Which of these statements is true?
The more we see the more we know, or the more we know the more we see.
OK. Trick question. Both are true.
I learned this again a few days ago when our plumber friend came to fix a dripping faucet. I thought I could solve the problem, that I could see the issue, but I soon realized that I didn’t know enough to diagnose what was actually causing the leak. When Tommy arrived, he showed me what I had not seen. Because he understood how the faucet worked, he could see the problem clearly.
This reminds me of the Israelites in Zechariah 7–8. When they thought they could see their problem clearly, God invited them to take a deeper look. And He does the same for us today.
After the eight fantastic visions from the Lord that Zechariah had in apparently just in one night, we now pick up the narrative two years later.
What the Israelites Saw and What God Knew
Zechariah 7 starts out something like a black-and-white movie. The people of Israel have returned to Jerusalem; they are no longer exiles. The pace has picked up in rebuilding the temple; their situation has changed.
The people who returned to Bethel decided to send some “deputies” to Jerusalem to ask the priests a question about worship after deliverance from exile:
“Should I mourn and fast ... as I have done for so many years?”
Were they being sincere or solicitous when they asked if they should keep mourning and fasting with the fasts they practiced during the 70 years of exile?
The answer to their black-and-white question comes in magnificent celestial HD color and surround digital sound.
The Lord goes to the heart of the matter…the matter of their hearts.
The Lord of Hosts, the Lord Almighty, the Lord of Heaven’s Armies, Yahweh Sabaoth pretty much takes over for the rest of chapters 7–8. In 7:5, in response to the deputies from Bethel, the word of the Lord of Hosts came to Zechariah once again:
“When you fasted and mourned ... for the past seventy years, was it really for me that you fasted?”
God Calls People to Authentic Obedience
The Lord went to the heart of the matter—the matter of their hearts. God was helping them see something new: that religious activity without whole-hearted surrender to God had always been the problem.
Were they doing their religious remembrances as unto the Lord or for themselves? That’s a question for all of us.
In Zechariah 7:9-10, God calls His people to something deeper:
“This is what the LORD Almighty said: ‘Administer true justice; show mercy and compassion to one another. Do not oppress the widow or the fatherless, the foreigner or the poor. Do not plot evil against each other.’”
Were they doing their religious remembrances as unto the Lord or for themselves? That’s a question for all of us.
The more we see and hear God, the more we understand.
The more we understand about God, the more we see and hear Him.
God Calls People to Authentic Relationship
In Zechariah 8:2, we also see that the Lord of Hosts is jealous!
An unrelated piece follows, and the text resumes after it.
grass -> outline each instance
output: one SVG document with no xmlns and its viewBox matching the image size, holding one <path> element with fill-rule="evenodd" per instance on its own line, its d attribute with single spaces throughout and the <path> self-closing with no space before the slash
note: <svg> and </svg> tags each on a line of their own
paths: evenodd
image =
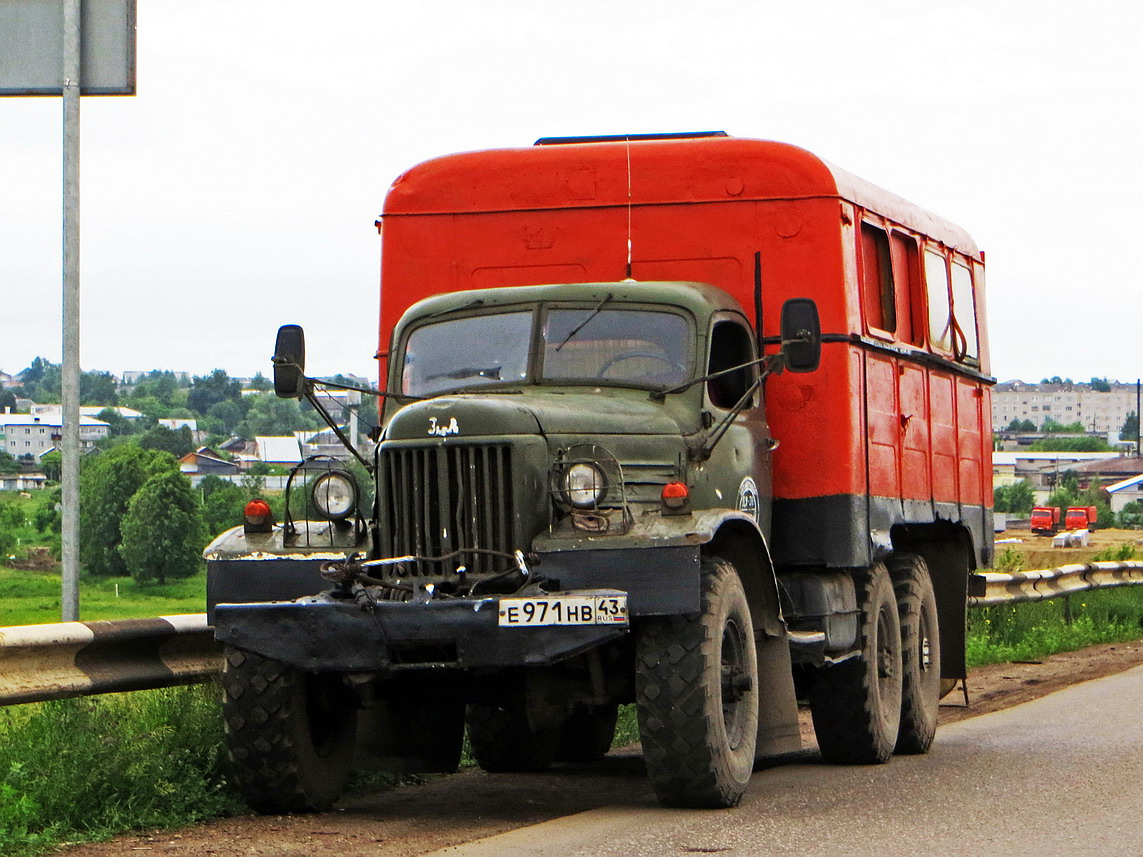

Ironically, this is good news.
“This is what the LORD Almighty says: ‘I am very jealous for Zion; I am burning with jealousy for her.’” (See also Zechariah 1:14.)
On a human level, we basically think of jealousy as bad because we are usually jealous “of” people. We see in the Bible, however, that the Lord of Hosts is jealous “for” people—His people—then and now.
This is amazing! The Lord of Hosts is so jealous to be in an intimate eternal relationship with His people—then and now—that He will correct them (and us) when they disobey and protect them (and us) when they return to Him.
“‘Return to me,’ declares the Lord Almighty, ‘and I will return to you,’ says the LORD Almighty” (Zechariah 1:3).
Nothing can or will stop the Lord of Hosts!
God Promises a Beautiful Future
Once the people understood the heart of the Lord of Hosts, they were finally able to see and hear promises that would have sounded impossible before.
Zechariah 8 is almost too fantastic to describe and too magnificent to believe.
It’s a reflection of the promise of God in Isaiah 64:4 before the exile and reinforced in 1 Corinthians 2:9 after the resurrection: “‘What no eye has seen, what no ear has heard, and what no human mind has conceived’—the things God has prepared for those who love him.”
God uses His Word to sharpen our sight.
Zechariah 8 ends with a remarkable description of a world in the midst of a global revival. Verse 22 prophesies that many people and powerful nations will “seek the LORD Almighty” and “entreat him.”
This vision in chapter 8 ends with an incredible prophecy. Is this a hint of a millennium to come? Zechariah doesn’t elaborate, but whatever it describes, I long for it! So do you.
“This is what the LORD Almighty says: ‘In those days ten people from all languages and nations will take firm hold of one Jew by the hem of his robe and say, “Let us go with you, because we have heard that God is with you”’” (Zechariah 8:23).
With a smile of gratitude, I often think this description reflects Bible Study Fellowship. Your family, friends, and colleagues come with you to a BSF class because they see your lives and understand that God is with you.
This is why studying Scripture together matters. God uses His Word to sharpen our sight. As our understanding grows, so does our ability to recognize when God is calling us back to authentic obedience and relationship.
The more we see the more we know.
The more we know the more we see.
That day is coming.
BSF helps us practice and get ready.